Saving a Piece of a Cargomaster, Flight Engineer Panel Restored
While rummaging through the storage areas of the Travis Heritage Center, I came across the flight engineer panel from a C-133 Cargomaster aircraft. The extra panel must have come from one of the C-133s that were scrapped and arrived with other spare parts when the last flyable C-133 made its last flight to Travis AFB in 2008.
The C-133 "Cargomaster" was built by the Douglas Aircraft Company and made its first flight on 23 April, 1956. Douglas designed the C-133 to meet the USAF's Logistic Carrier Support System requirements for transport of strategic missiles. Production ended in 1961 with only 35 C-133A's and 15 C-133B models. Its service life with the USAF lasted until the early 1970s until it was replaced by the C-5. Of the 50 Cargomasters produced, ten crashed (20%).
The C-133 flight engineer's control panel was very complicated with numerous gauges and switches required for the four engine turo-prop and its cargo deck management. The panel was missing numerous switches, lights, hardware and instruments. Another volunteer at the museum built the wood box for it. The panel required a month to disassembly, paint and rebuild. One of the hardest things was finding all the missing hardware and parts. There are lots of little things in the panel that required attention to detail. It was a labor of love bringing the panel back it its original condition.

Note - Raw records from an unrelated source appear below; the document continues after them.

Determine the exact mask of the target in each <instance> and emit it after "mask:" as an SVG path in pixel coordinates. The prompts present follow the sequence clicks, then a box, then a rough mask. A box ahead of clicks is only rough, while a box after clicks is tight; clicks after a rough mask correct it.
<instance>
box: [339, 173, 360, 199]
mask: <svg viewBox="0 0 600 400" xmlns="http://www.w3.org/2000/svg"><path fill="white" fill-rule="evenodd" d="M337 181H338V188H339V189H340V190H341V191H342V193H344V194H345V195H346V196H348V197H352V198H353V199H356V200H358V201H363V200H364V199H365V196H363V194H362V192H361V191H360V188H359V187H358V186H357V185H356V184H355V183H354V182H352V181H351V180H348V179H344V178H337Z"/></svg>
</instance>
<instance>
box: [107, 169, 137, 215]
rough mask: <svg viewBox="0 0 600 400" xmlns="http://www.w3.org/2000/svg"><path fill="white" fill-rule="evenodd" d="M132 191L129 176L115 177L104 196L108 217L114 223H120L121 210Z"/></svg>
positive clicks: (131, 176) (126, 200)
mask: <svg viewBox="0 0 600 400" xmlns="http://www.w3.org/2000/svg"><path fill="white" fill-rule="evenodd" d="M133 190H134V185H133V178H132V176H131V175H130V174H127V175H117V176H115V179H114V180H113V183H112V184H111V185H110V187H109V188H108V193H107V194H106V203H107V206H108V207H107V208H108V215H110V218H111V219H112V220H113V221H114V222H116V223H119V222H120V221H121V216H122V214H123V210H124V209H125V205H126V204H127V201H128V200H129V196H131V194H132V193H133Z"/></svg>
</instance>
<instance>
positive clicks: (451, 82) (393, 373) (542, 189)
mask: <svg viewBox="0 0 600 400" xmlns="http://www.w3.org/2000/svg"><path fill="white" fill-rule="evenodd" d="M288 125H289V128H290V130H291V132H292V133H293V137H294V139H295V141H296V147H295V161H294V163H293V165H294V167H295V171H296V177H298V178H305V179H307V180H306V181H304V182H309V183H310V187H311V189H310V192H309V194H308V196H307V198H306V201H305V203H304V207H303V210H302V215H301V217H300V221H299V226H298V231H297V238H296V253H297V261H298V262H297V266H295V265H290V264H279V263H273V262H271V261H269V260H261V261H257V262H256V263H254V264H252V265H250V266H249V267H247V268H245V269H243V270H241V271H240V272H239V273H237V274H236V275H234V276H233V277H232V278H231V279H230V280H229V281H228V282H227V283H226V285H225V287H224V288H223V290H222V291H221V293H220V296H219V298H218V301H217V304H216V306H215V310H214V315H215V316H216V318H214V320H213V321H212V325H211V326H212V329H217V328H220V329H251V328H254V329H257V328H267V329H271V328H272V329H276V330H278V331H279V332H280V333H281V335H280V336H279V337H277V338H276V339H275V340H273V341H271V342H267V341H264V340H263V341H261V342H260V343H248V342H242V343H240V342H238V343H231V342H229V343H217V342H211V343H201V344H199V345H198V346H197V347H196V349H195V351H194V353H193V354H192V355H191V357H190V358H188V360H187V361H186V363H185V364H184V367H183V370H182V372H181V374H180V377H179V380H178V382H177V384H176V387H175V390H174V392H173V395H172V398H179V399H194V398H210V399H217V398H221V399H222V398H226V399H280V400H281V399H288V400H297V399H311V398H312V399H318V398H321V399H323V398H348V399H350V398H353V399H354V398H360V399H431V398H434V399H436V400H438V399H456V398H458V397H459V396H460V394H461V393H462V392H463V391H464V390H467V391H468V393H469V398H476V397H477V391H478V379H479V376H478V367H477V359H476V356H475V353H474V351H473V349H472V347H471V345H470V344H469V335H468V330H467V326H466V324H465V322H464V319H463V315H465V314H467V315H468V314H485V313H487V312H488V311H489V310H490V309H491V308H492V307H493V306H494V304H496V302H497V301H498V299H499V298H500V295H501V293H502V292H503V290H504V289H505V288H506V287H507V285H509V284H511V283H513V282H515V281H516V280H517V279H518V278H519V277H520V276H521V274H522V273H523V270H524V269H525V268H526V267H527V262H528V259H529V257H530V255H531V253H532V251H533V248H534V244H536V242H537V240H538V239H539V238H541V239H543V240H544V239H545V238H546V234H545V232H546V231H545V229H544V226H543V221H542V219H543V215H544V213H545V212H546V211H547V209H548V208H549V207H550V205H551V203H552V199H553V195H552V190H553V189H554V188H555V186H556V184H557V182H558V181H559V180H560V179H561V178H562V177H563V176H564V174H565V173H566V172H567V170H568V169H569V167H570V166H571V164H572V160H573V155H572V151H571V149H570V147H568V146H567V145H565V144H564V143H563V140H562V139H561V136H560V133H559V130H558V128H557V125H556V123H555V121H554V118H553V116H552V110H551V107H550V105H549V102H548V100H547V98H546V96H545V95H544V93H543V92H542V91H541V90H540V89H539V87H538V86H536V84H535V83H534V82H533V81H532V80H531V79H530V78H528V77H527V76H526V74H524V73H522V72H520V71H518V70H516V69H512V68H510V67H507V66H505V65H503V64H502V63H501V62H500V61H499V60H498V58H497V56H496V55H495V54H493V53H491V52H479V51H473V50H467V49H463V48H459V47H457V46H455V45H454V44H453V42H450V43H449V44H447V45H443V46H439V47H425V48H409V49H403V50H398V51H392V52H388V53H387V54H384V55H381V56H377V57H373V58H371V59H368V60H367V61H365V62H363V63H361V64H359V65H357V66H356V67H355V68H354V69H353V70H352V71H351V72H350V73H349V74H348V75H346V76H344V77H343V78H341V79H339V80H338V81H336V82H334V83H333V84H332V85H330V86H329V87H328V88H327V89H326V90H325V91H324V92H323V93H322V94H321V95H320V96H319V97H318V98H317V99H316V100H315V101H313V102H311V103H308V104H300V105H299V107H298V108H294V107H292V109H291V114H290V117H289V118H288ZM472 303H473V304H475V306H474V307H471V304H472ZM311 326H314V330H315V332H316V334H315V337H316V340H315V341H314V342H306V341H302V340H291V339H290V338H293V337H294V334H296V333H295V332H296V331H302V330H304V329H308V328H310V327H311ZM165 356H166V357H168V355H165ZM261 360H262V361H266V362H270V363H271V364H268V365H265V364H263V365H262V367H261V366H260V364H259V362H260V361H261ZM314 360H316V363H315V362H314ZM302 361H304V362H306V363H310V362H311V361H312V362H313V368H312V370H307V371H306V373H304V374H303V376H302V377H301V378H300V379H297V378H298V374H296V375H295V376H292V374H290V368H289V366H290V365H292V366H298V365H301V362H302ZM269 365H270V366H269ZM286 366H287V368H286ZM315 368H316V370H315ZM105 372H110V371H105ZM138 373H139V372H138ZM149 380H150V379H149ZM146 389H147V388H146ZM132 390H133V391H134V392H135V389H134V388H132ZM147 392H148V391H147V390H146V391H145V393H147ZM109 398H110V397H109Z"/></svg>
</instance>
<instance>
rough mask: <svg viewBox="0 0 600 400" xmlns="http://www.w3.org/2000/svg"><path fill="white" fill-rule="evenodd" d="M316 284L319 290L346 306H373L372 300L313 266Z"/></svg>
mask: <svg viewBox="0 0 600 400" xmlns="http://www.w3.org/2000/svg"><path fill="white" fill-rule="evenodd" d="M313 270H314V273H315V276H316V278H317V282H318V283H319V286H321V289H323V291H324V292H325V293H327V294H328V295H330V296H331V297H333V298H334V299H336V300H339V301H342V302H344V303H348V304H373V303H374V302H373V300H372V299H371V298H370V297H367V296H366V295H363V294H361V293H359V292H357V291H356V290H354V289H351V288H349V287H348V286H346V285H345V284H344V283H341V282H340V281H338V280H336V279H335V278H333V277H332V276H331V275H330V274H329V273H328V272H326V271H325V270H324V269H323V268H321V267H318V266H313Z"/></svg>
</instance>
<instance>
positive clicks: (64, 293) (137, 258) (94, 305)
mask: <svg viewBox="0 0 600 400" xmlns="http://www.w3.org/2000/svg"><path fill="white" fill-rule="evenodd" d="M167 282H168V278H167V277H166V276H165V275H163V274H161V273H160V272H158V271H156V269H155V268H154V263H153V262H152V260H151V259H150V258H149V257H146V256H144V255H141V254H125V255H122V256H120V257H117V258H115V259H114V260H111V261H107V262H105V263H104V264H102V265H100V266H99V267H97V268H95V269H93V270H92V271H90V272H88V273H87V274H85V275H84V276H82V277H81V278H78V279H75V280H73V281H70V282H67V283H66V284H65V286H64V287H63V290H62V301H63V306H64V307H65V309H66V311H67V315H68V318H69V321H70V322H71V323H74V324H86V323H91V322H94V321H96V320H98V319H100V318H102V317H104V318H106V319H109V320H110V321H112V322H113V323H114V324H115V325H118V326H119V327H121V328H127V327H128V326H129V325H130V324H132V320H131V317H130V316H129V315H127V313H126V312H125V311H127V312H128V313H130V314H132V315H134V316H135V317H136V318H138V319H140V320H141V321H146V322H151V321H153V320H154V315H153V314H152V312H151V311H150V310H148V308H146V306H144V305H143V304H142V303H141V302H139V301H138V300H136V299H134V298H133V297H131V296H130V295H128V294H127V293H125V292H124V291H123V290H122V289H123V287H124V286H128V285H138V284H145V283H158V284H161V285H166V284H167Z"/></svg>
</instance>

The restored panel is now mounted to a wall inside the Travis Heritage Center in the Flight Engineer Display area. The flight engineer panel display is dedicated to all the flight engineers who were crucial to mission success.
Aviation Archaeology can be about finding aviation artifacts long forgotten in storage and bringing them back to life for all to see and enjoy.
P.S. I will continue to try and identify which aircraft the panel is from after publication of this article.